In any event, the Court does not fully concur that it would be consistent with the fiduciary responsibilities of the Trustees to the Trust and to its beneficiaries generally to eschew the potential business opportunity which the Trustees believe will result from the proposed reorganization in order to provide a possible place of employment for a present 5 or 6 year-old beneficiary, who at the time of the natural termination of the Trust will be 19 years of age.
The Court further notes that two of the Objecting Beneficiaries found employment with the Management Company; thereafter left that employment, and when testifying before the Court expressed no desire presently to return to that employment.
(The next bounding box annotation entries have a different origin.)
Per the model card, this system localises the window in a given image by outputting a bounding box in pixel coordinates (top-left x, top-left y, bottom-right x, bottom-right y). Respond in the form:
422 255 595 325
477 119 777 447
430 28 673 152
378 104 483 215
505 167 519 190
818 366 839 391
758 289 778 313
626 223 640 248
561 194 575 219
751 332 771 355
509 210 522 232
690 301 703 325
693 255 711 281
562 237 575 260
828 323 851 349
(2) To the extent that other issues were raised in connection with the reorganization, the Court believes that those issues, if still cognizable at law, should be left for determination to the pending accounting case; of course, the Court here speaks of the claimed failure of the Trustees to obtain court authority before (a) entering into the commingled fund investment business; (b) awarding profit sharing to senior management and (c) the actual creation of the Management Company.
Based upon all of the foregoing, this Court holds that Trustees consistent with the fiduciary responsibilities and duties to which they are subject under the terms of the Trust and at law may continue the negotiations, execution and consummation of the reorganization which is the subject matter of this action.
Counsel for the prevailing party shall prepare an appropriate judgment consistent herewith to be entered after due notice and an opportunity for hearing.